Kurihara et al. reported molecular imaging using positron emission tomography (PET) for evaluating in vivo biomarkers and drug response [7]. Molecular imaging can visualize the biological process at molecular and cellular levels in vivo, using specific tracers for molecular targets. In clinical practice, molecular imaging could be used for the detection of cancer in vivo, defining the characteristics of tumor subtypes by using molecular tags. Moreover, molecular imaging could be used for the evaluation of treatment response in earlier time course during treatment. It is likely that hormone receptor PET imaging would be able to provide the most useful information, if it could be developed to be a valid diagnostic test. The PET tracer 16α-18F-fluoro-17β-estradiol can bind to ER in a patient’s tumor, and monitor receptor expression status in a non-invasive and repeated manner. The basic treatment strategy of ER-positive metastatic breast cancer is sequential endocrine therapy; however, response becomes weaker in later treatment sequences. If the ER expression in later periods could be confirmed, we would be able to try the next endocrine therapy and avoid early use of chemotherapy [8]. In addition to ER, HER2 expression in vivo is also visualized by HER2 monoclonal antibody labeled with radioactive molecules. In general, conventional fluorodeoxyglucose (FDG) PET imaging is used for the detection of cancer. Ellis et al. used FDG-PET CT for monitoring metabolic flare after estradiol tablet treatment in vivo [9]. Estrogen such as diethylstilbestrol is an established endocrine therapy for late-stage MBC patients.

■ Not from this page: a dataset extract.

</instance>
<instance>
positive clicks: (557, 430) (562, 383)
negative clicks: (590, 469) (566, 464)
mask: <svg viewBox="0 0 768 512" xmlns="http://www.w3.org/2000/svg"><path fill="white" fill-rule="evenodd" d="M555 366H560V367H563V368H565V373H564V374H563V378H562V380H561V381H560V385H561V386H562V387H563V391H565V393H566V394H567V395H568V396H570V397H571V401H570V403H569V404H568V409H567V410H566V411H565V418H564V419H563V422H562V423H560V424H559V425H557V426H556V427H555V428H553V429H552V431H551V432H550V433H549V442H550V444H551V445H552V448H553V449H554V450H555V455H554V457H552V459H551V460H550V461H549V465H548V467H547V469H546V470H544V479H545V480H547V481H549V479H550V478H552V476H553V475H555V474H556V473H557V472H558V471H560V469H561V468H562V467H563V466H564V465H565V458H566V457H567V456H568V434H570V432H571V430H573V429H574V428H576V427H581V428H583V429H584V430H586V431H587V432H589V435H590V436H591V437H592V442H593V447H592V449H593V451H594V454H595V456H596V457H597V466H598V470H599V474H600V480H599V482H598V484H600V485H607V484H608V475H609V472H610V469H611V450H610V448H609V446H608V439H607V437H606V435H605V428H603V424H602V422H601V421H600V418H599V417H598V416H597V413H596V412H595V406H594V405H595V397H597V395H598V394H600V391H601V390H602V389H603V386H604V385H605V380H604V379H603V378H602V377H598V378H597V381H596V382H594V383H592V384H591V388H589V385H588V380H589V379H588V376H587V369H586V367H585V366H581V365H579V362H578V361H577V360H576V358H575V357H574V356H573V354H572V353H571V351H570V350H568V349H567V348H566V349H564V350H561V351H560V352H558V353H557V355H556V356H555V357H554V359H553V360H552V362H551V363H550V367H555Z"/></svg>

They reported that such metabolic flare was a highly significant predictor of response to estradiol treatment.

A study by Ito and Matsuo reported the history and recent topics of molecular epidemiology for personalized cancer prevention [10]. Cancer is generally thought to be a multi-factorial disease consistent with environmental factors and genetic factors. Lung cancer, for instance, although smoking history is the strongest initiation factor, not all heavy smokers get lung cancer. Molecular epidemiology provides an answer to this question by “gene–environment interaction”. Recent advances in genotyping technology make it possible to conduct genome-wide association studies (GWAS) for single nucleotide polymorphisms. The “Gail model” is the most commonly used prediction tool for breast cancer, incorporating personal medical, reproductive and familial histories. Furthermore, recent GWASs have identified multiple genetic variants associated with breast cancer risk [11]. Efforts to add these variants to existing risk-assessment models are currently underway. It is our belief that, in the near future, we will see breast cancer risk prediction using genetic and environmental risk factors, enabling personalized precision prevention.